Local hospitals in Manaus, the capital of Amazonas state, have managed to increase their numbers of intensive care unit (ICU) beds, but unfortunately, mortality rates linked to the disease remain high. Over the last several weeks, mortality rates have reached alarming levels in the capital and throughout the state.
The situation in Amazonas is very worrying. We believe that our work can make a difference and we are doing our best to begin operating as quickly as possible.
Dr Cecilia Hirata, MSF field coordinator
To reduce the number of people dying, MSF will start working at Hospital 28 de Agosto, managing 12 ICU beds for critically ill patients and 36 beds for moderate cases and will provide the medical staff to care for patients with COVID-19. Our teams are also preparing to provide similar support to other hospitals in the city.
MSF has already been working in six shelters for refugees and homeless people in Manaus to provide health promotion sessions, hygiene support to help prevent COVID-19 transmission, and medical consultations and screening to identify people who might have COVID-19. By the end of this week, in partnership with the state government, our teams will set up an isolation and observation centre for vulnerable people with milder cases of the disease, who do not need hospitalisation.
MSF teams will also launch a response this week in remote areas of rural Amazonas, to support quality medical care for patients with moderate and severe cases of COVID-19. Our teams intend to work in at least two locations, one of which is the municipality of São Gabriel da Cachoeira.

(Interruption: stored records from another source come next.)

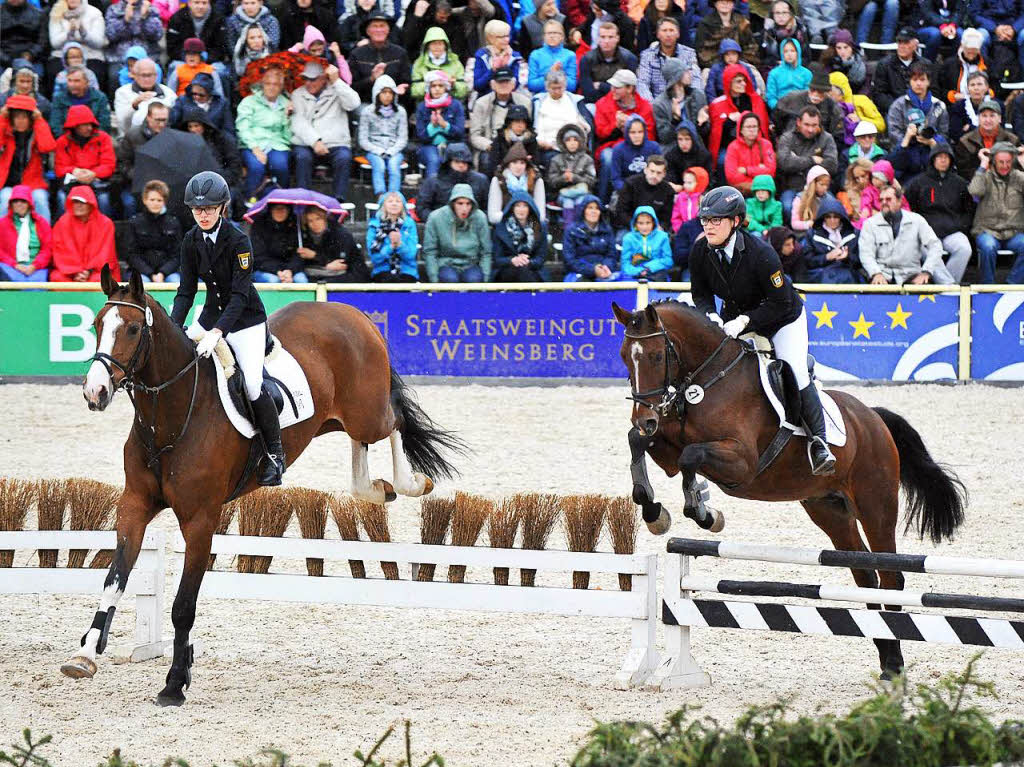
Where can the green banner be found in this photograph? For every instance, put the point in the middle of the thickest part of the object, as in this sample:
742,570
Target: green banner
49,333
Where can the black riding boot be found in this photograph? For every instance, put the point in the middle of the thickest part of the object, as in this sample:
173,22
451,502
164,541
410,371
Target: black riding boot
272,466
822,461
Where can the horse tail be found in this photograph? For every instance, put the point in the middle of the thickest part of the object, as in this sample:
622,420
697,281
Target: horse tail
935,496
424,440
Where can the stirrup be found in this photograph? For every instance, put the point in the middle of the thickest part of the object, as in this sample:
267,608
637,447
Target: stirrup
824,466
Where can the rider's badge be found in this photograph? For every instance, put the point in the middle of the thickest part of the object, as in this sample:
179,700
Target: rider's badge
693,394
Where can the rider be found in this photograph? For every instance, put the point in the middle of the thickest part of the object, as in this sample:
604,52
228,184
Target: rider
221,254
759,297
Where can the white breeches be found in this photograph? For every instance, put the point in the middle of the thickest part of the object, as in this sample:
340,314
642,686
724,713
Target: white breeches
791,345
249,346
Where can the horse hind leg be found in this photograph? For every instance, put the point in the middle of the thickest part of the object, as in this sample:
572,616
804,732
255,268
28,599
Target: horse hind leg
133,516
838,518
376,492
407,481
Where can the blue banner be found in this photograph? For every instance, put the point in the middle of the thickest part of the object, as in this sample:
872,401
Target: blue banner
883,336
563,334
997,336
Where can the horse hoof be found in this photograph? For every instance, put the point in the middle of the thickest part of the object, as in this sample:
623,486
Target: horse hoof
79,668
660,525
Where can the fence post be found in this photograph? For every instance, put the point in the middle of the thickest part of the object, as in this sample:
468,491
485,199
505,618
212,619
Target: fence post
680,669
642,658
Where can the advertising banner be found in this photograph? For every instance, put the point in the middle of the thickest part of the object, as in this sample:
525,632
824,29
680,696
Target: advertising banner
526,334
997,336
45,333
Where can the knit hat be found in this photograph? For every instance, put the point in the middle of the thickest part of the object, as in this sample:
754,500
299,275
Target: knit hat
864,128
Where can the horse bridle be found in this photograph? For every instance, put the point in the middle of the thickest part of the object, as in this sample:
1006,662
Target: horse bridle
673,387
131,385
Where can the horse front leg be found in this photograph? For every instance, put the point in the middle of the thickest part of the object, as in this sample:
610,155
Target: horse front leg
133,514
198,531
727,461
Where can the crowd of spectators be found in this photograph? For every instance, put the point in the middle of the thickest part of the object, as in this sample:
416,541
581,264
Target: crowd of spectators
487,125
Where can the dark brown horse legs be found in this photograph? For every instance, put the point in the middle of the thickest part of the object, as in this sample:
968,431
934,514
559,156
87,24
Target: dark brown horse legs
198,529
133,516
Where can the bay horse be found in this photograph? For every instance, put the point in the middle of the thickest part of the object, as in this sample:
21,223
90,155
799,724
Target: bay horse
183,453
669,347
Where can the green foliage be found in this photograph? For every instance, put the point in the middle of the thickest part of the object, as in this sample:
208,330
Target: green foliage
927,727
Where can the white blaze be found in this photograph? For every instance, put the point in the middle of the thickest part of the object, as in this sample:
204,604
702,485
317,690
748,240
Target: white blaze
97,376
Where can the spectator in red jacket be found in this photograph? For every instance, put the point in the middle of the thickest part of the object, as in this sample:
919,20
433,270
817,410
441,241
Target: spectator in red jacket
83,241
749,156
84,156
25,241
25,137
724,113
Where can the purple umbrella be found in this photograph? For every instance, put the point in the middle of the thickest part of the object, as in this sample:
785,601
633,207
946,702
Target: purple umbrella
297,198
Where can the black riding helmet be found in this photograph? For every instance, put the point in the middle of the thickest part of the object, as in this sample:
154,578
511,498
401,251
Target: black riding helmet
207,188
722,202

The health of indigenous communities who struggle to reach healthcare is of major concern, and MSF is consulting with indigenous leaders and organisations to guide assistance for these communities.
“The situation in Amazonas is very worrying,” said Dr Cecilia Hirata, MSF field coordinator. “We believe that our work can make a difference and we are doing our best to begin operating as quickly as possible.”
Slowing the spread of COVID-19 is another important component of MSF’s response in Amazonas state. Reducing the rate at which people are infected will lower the number of critically ill patients who require medical attention at the same time, alleviating the burden on the health system.
For this reason, health promotion to disseminate correct information on preventive measures is essential. We are planning to increase our health promotion activities in both urban and rural areas. To reach people who live in remote areas, our teams are preparing to train community leaders, who can then pass on this knowledge to their communities.